Not another minute passed before Jacques turned around to see what could possibly have stopped my humming.

My feet would never be fast enough, not to mention the thick skirts and corset of darkness hindering travel and breath. I screamed for him, yearning to touch the only man that I could ever love. The person I never forgot after all these years.

Jacques grabbed the musket out of Louis’ coffin. My awful, living brother aimed it at the Potawatomi man hesitant to leave the wood’s edge. At first, he steadied, waiting to see Jacques’ full intentions. Once the musket’s long barrel pointed at him, he disappeared into the woods.

I ran towards the trees, but I did not get far.
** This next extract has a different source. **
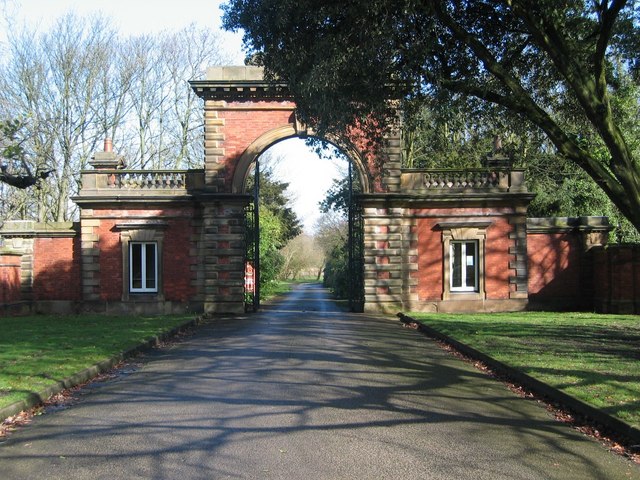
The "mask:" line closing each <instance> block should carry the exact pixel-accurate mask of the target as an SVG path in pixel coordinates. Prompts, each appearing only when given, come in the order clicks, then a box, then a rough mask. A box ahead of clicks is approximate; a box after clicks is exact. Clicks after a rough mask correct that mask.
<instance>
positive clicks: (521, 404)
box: [0, 285, 640, 480]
Jacques had dropped the musket to snatch my wrist, yanking me back. My screams and tears swelled from my womanly imprisonment.

“He and his killed our brother! You cannot run after him!”

“No! You of all people should know that that man is Potawatomi. It was an Iroquois war party coming through that took Louis’ life.”

Jacques shook his head and spat on the ground. “They’re all the same: barbarous savages that stab you in the back when you least expect it.”

“How can you say such lies?”

Just then, the priest cleared his throat, and our brother Victor, just one year older than Jacques, stood between us. When our parents died ten years ago, it had been Louis to run the family fur trading business. Now Victor, being the eldest surviving Montespan, inherited that position.

“Stop this madness. Have some respect. We are burying our brother. Worry about revenge later,” Victor said through his teeth with a commanding presence.

“Wis Ki Gete. Wis Ki Gete. His name is rising smoke.” I repeated this mantra to stall my tears, envisioning the dance that would be if Louis were Potawatomi.